Intestinal Entamoeba histolytica amebiasis - UpToDate
Intestinal Entamoeba histolytica amebiasis
Intestinal Entamoeba histolytica amebiasis
Authors:
Karin Leder, MBBS, FRACP, PhD, MPH, DTMH
Peter F Weller, MD, MACP
Section Editor:
Edward T Ryan, MD, DTMH
Deputy Editor:
Milana Bogorodskaya, MD
Literature review current through: Mar 2024.
This topic last updated: Nov 22, 2023.

INTRODUCTION

Intestinal amebiasis is caused by the protozoan Entamoeba histolytica. There are four species of intestinal amebae with identical morphologic characteristics: E. histolytica, E. dispar, E. moshkovskii, and E. bangladeshi [1,2]. Most symptomatic disease is caused by E. histolytica; E. dispar is generally considered nonpathogenic. Reported infections with E. moshkovskii are becoming more frequent, with increasing evidence of its potential pathogenicity emerging [3]. The pathogenic potential of E. bangladeshi remains unclear [3,4].

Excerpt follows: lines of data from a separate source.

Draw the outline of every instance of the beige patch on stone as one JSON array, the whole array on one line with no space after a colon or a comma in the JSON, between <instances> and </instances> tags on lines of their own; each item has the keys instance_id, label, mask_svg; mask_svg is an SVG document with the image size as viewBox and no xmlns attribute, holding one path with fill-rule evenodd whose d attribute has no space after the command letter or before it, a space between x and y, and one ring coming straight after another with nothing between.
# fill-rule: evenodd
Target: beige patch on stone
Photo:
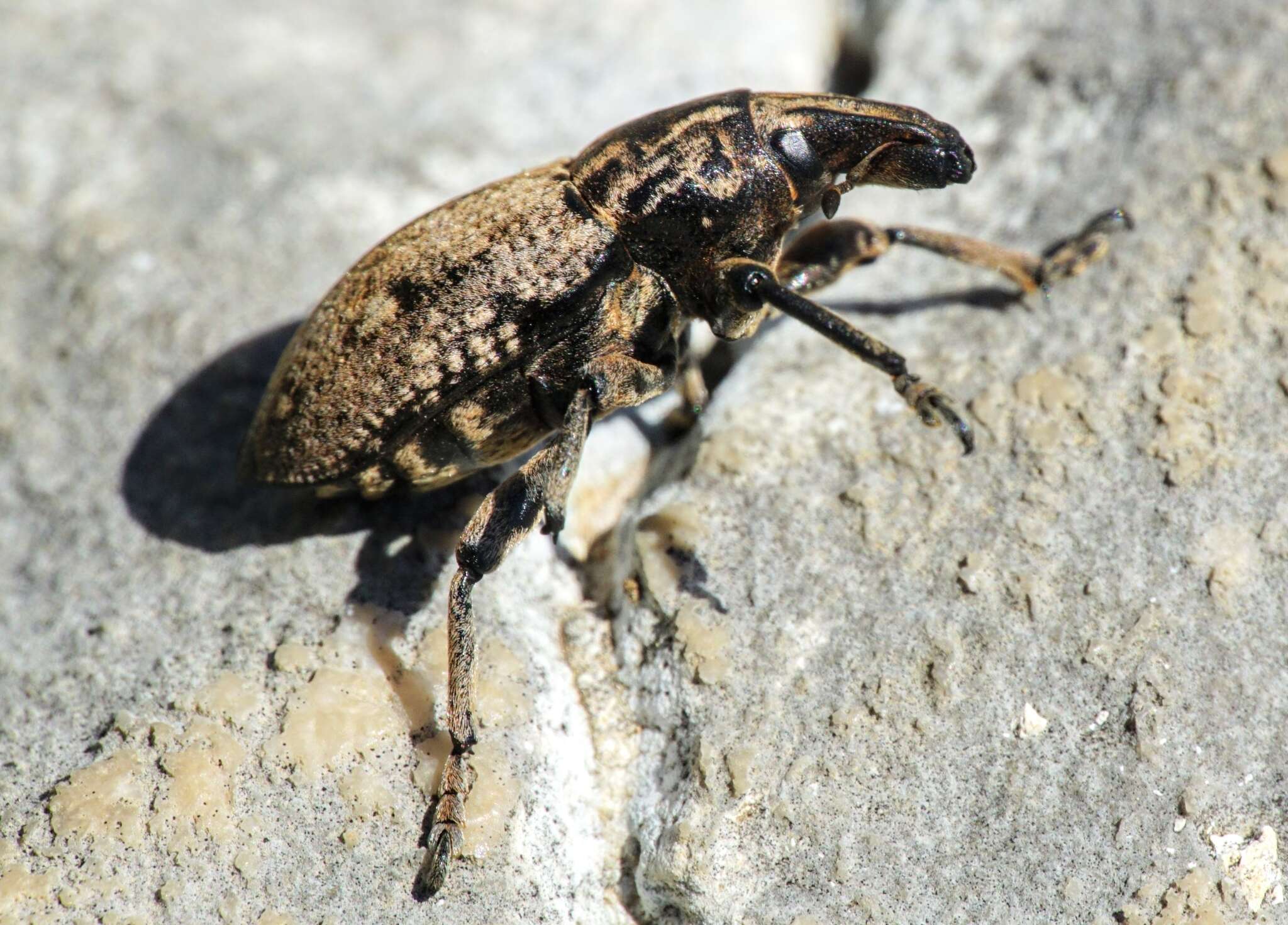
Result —
<instances>
[{"instance_id":1,"label":"beige patch on stone","mask_svg":"<svg viewBox=\"0 0 1288 925\"><path fill-rule=\"evenodd\" d=\"M142 778L143 760L134 749L121 749L88 768L73 770L49 800L54 835L116 839L130 848L143 844L144 808L152 799Z\"/></svg>"},{"instance_id":2,"label":"beige patch on stone","mask_svg":"<svg viewBox=\"0 0 1288 925\"><path fill-rule=\"evenodd\" d=\"M1027 405L1041 405L1045 411L1079 408L1086 401L1086 388L1073 376L1046 366L1015 381L1015 394Z\"/></svg>"},{"instance_id":3,"label":"beige patch on stone","mask_svg":"<svg viewBox=\"0 0 1288 925\"><path fill-rule=\"evenodd\" d=\"M268 754L316 781L339 761L407 732L383 672L321 667L292 698Z\"/></svg>"},{"instance_id":4,"label":"beige patch on stone","mask_svg":"<svg viewBox=\"0 0 1288 925\"><path fill-rule=\"evenodd\" d=\"M698 606L685 602L675 616L675 638L684 647L684 658L703 684L719 684L729 676L729 630L703 621Z\"/></svg>"},{"instance_id":5,"label":"beige patch on stone","mask_svg":"<svg viewBox=\"0 0 1288 925\"><path fill-rule=\"evenodd\" d=\"M1191 546L1186 558L1200 569L1208 593L1226 613L1235 609L1234 595L1261 568L1257 531L1245 523L1218 523Z\"/></svg>"},{"instance_id":6,"label":"beige patch on stone","mask_svg":"<svg viewBox=\"0 0 1288 925\"><path fill-rule=\"evenodd\" d=\"M192 706L207 716L228 719L238 727L245 725L246 719L259 706L259 688L241 675L224 671L192 696Z\"/></svg>"},{"instance_id":7,"label":"beige patch on stone","mask_svg":"<svg viewBox=\"0 0 1288 925\"><path fill-rule=\"evenodd\" d=\"M1239 884L1252 915L1257 915L1270 897L1278 895L1282 902L1283 873L1279 870L1279 837L1274 828L1262 826L1253 839L1234 832L1213 835L1211 840L1221 868Z\"/></svg>"},{"instance_id":8,"label":"beige patch on stone","mask_svg":"<svg viewBox=\"0 0 1288 925\"><path fill-rule=\"evenodd\" d=\"M216 723L202 718L193 718L180 741L183 749L161 758L170 787L157 800L148 831L169 836L166 846L175 854L196 850L202 834L228 844L236 834L233 773L246 750Z\"/></svg>"}]
</instances>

Issues related to intestinal E. histolytica infection will be reviewed here; issues related to extraintestinal E. histolytica infection are discussed separately. (See "Extraintestinal Entamoeba histolytica amebiasis".)

EPIDEMIOLOGY

Geographic distribution — Amebiasis occurs worldwide; the prevalence is disproportionately increased in resource-limited countries because of poor socioeconomic conditions and sanitation levels. Areas with high rates of amebic infection include India, Africa, Mexico, and parts of Central and South America. The overall prevalence of amebic infection may be as high as 50 percent in some areas [1].

In resource-rich countries, amebiasis is generally seen in migrants from and travelers to endemic areas. E. histolytica is not a common cause of travelers' diarrhea, and gastrointestinal infection is uncommon in travelers who have spent less than one month in endemic areas. In one prospective study of German travelers to the tropics, only 0.3 percent had pathogenic E. histolytica infection [5]. Institutionalized patients and in some areas, sexually active men who have sex with men, are also at increased risk of infection [6]. In the United States and Europe, the prevalence of E. histolytica among men who have sex with men (MSM) is relatively low; such individuals are principally colonized with nonpathogenic E. dispar [1,7]. However, in areas where E. histolytica is much more prevalent, it does occur among MSM, and invasive, extraintestinal amebiasis (eg, hepatic abscesses) is more frequent in immunosuppressed patients with HIV [1,8-10].

Transmission — The parasite exists in two forms, a cyst stage (the infective form) and a trophozoite stage (the form that causes invasive disease) (figure 1). Infection occurs following ingestion of amebic cysts; this is usually via contaminated food or water but can be associated with sexual transmission through fecal-oral contact, so infection can occur in nonendemic areas among individuals who have never traveled abroad [6,11]. Cysts can remain viable in the environment for weeks to months, and ingestion of a single cyst is sufficient to cause disease.